第38話 彼女は台風の目(4)

 女の子が好きそうな、パステルカラーで彩られた店内。

 周りにいる人を見回すが、女子、女子、女子・・・ひとつとんで、また女子。

 自分がこの空間では異物であるのではないかと疑った瞬間に、周りの女子から白い目で見られている気がして萎縮してしまう。

「晃先輩、これなんかどうですか?」

 試着室のカーテンを開けた咲希ちゃんは、膝丈のスカートを履いて僕の前で一回転してみせた。
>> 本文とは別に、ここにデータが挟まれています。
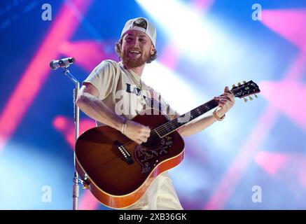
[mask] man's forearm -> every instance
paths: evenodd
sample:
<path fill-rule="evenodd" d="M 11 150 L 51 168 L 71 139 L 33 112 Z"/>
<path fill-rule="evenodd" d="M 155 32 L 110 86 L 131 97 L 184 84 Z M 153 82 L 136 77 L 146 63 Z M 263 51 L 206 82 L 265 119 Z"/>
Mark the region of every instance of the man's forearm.
<path fill-rule="evenodd" d="M 195 122 L 186 125 L 178 130 L 179 134 L 183 136 L 188 136 L 191 134 L 197 133 L 211 124 L 217 120 L 213 115 L 209 115 L 197 120 Z"/>
<path fill-rule="evenodd" d="M 76 102 L 78 106 L 89 117 L 108 126 L 120 130 L 124 118 L 111 111 L 95 96 L 83 93 Z"/>

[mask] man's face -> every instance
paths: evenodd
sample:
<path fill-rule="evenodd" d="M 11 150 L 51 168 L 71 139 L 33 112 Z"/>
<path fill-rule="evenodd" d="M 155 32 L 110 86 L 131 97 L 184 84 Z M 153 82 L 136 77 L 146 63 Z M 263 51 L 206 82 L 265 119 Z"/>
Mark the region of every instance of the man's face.
<path fill-rule="evenodd" d="M 151 55 L 154 46 L 150 38 L 138 30 L 129 30 L 123 38 L 121 58 L 124 64 L 134 68 L 144 64 Z"/>

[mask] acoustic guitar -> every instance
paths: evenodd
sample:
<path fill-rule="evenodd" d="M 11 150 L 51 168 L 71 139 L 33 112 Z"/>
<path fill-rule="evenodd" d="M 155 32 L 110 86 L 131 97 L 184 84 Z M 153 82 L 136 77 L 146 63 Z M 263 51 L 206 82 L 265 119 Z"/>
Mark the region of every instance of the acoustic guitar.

 夏物の薄い生地でできたフリルのスカートが、ふわりと広がり、咲希ちゃんの健康な太腿をちらりと覗かせる。

 僕は目のやり場に困り、おもわず目を逸らせてしまった。

「ちょっと、ちゃんと見てますか?」

 咲希ちゃんが口を尖らせてみせた。

「何か買ってもらう約束ですからね。何にしようかなぁ。」

 結局、僕達は市内の駅ビルには行かず、少し前にできた郊外のショッピングモールに来ていた。

 僕の鞄が学校に置きっぱなしであるため、後で教室まで取りに行く必要があったからだ。

 いっその事、財布も教室に置きっぱなしにしていれば、このような状況に陥らなかったのになどと考えてしまう。

「咲希ちゃん、あんまり高いものは・・・。」

 僕は試着室の中に向かって声をかけた。

「晃先輩なんですか〜?聞こえませんよ〜。」

 中から咲希ちゃんの声が返ってきた。

 ・・・いや、絶対に聞こえてるでしょ。

「次は鞄を見ても良いですか?」

 試着室をから出てきた咲希ちゃんは、そう言うとスタスタと先に行ってしまった。

 仕方なくあとに続く僕。これじゃただの従者だな。

「あ、これ可愛い!」

 咲希ちゃんが手に取ったのは、ピークシルバーのハンドバッグ。

 値段は・・・い、いちまんきゅうせんはっぴゃくえん?

 無理無理無理無理!絶対に無理!

「でも、ちょっと大き過ぎるかな。」

 首を傾げて鞄を棚に戻す咲希ちゃん。

 しかし、胸を撫で下ろすのも束の間、次に咲希ちゃんが手に取ったバッグは27,800円。

 あぁ、僕の口から魂が抜け出ていく・・・。

「どうですか?可愛いですか?」

 咲希ちゃんが27,800円を・・・いや、淡い赤色のハンドバッグを持ってポーズをとって僕に聞いてきた。

「ソウデスネ、カワイイトオモイマス。」

 魂な抜け出た僕に既に感情はない。

「何ですかそれ?ウケるんですけど。」

 咲希ちゃんは口に手を当てて楽しそうに笑うと、少し悩んだあとに、このハンドバッグも棚に戻した。

「ところで、晃先輩はどんなバッグが好みですか?」

 咲希ちゃんが僕の正面でクルッと回転して、見上げてきた。

「僕?う〜ん、女の子のバッグとかってよく分からないんだよね。」

「違いますよ。晃先輩はどんなバッグが好きなんですか?って聞いたんです。」

 あぁ、そういう事か。

「あんまり拘ってないからな。丈夫で軽くて服に合わせやすければ何でもいいかな。」

 僕の答えが的外れだったのか、咲希ちゃんはつまらなそうに「ふ〜ん」と言って、小物コーナーに行ってしまった。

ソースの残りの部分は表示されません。